Hurricane Florence’s floodwaters left some neighborhoods underwater for the third year in a row. After Florence, the Horry County Flood Resilience Board was formed to find ways to improve response to flooding.
The board held the first of three public input sessions Tuesday night, with the goal of finding flooding solutions specific to each community. The first meeting focused on the community of Socastee, who worked together with members of the Flood Resilience Board, discussing solutions and future concerns.
“I personally would like to see some real ideas but so far I haven’t seen anything that seems feasible or makes sense to me,” said Doug Sebald.
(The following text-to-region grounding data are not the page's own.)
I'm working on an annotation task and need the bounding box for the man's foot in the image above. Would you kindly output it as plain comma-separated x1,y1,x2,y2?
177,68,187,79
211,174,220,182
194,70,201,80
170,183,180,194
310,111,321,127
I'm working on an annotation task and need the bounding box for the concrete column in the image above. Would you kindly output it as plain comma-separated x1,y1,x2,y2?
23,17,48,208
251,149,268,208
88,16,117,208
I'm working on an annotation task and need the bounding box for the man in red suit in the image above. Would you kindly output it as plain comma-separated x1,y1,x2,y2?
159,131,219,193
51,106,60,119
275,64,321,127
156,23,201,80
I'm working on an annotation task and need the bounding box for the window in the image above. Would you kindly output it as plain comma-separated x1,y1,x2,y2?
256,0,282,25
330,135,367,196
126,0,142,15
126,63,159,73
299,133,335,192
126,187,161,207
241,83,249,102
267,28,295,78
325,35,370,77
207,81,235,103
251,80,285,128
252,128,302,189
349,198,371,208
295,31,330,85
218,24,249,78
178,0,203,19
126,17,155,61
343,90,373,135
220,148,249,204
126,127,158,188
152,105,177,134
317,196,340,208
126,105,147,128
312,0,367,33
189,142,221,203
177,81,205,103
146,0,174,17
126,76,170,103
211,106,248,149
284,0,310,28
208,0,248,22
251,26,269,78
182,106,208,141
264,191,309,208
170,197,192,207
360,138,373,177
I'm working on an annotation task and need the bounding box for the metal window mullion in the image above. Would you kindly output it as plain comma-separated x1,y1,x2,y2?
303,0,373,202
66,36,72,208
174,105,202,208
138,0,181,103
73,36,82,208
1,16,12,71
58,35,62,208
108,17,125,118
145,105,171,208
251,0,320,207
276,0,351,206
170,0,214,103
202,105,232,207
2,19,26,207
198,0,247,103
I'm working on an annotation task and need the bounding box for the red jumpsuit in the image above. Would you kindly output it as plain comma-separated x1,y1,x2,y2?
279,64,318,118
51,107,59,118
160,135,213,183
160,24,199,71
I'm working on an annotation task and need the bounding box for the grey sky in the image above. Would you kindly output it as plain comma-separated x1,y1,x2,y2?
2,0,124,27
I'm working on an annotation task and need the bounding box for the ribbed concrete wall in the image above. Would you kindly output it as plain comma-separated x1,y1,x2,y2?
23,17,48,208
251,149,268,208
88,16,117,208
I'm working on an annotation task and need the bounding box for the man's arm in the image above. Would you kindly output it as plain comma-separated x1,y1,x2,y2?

Over 100 residents came out sharing first-hand experiences and possible solutions to prevent future flooding.
Sebald and his wife have lived in Rosewood since 1995 and are one of the few who haven’t left the community they call home in hopes the flood resiliency plan works.
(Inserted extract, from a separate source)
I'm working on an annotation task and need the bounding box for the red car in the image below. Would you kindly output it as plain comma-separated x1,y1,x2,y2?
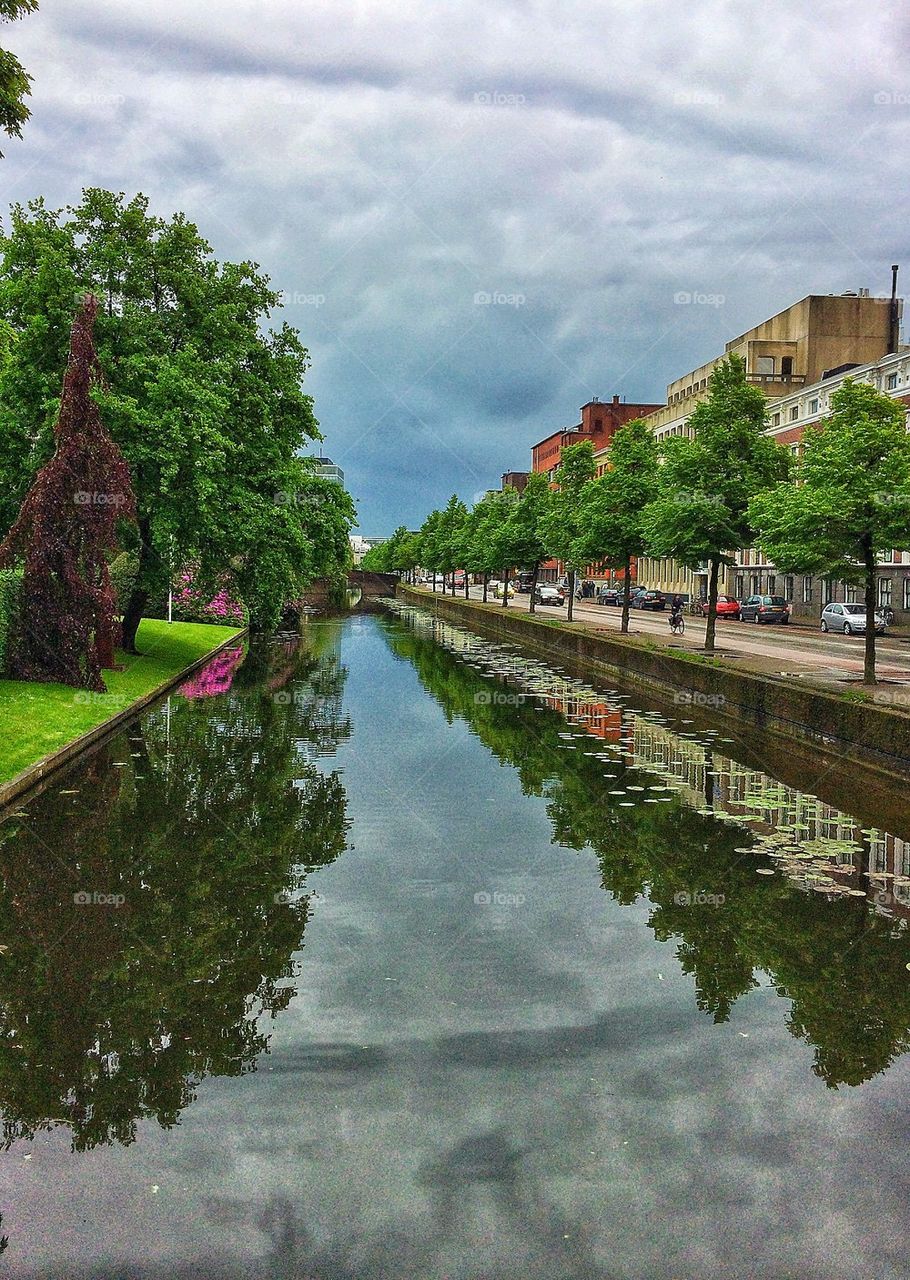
693,595,740,620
“It creates quite a hardship on everybody that floods. Insurance, FEMA try to help but it’s not really enough,” said Sebald.
Thomas Jost, the principal engineer for Sherwood Design Engineers, along with numerous architects and climate scientists, spent nearly two hours listening to residents’ input and will develop a flood prevention plan specific to different parts of Horry County.
“I think every place has unique differences and challenges and the way storms effect places is always different, so I think there’s solutions you can develop but you have to apply those solutions locally to the local conditions,” Jost said.
Former Rosewood resident Melissa Krupa, who was flooded out by Hurricane Matthew and Florence, made the 10-hour trip from her new home in Pennsylvania to contribute to Tuesday’s meeting.
“At some point you just want it to end so we can move on in life,” said Krupa.
While some Socastee homeowners have felt abandoned and forgotten by county and state leaders, they continue to lean on each other in hopes of a solution to save their community.
”These people do need help, these people do need resolutions to fix this issue and I’m glad they’re finally hearing us,” said Krupa.
The second meeting will be held from 6 p.m. to 8 p.m. in North Myrtle Beach, and the third will also be held from 6 p.m. to 8 p.m. in Bucksport.
The Flood Resilience Board is expected to present a preliminary plan in January 2020.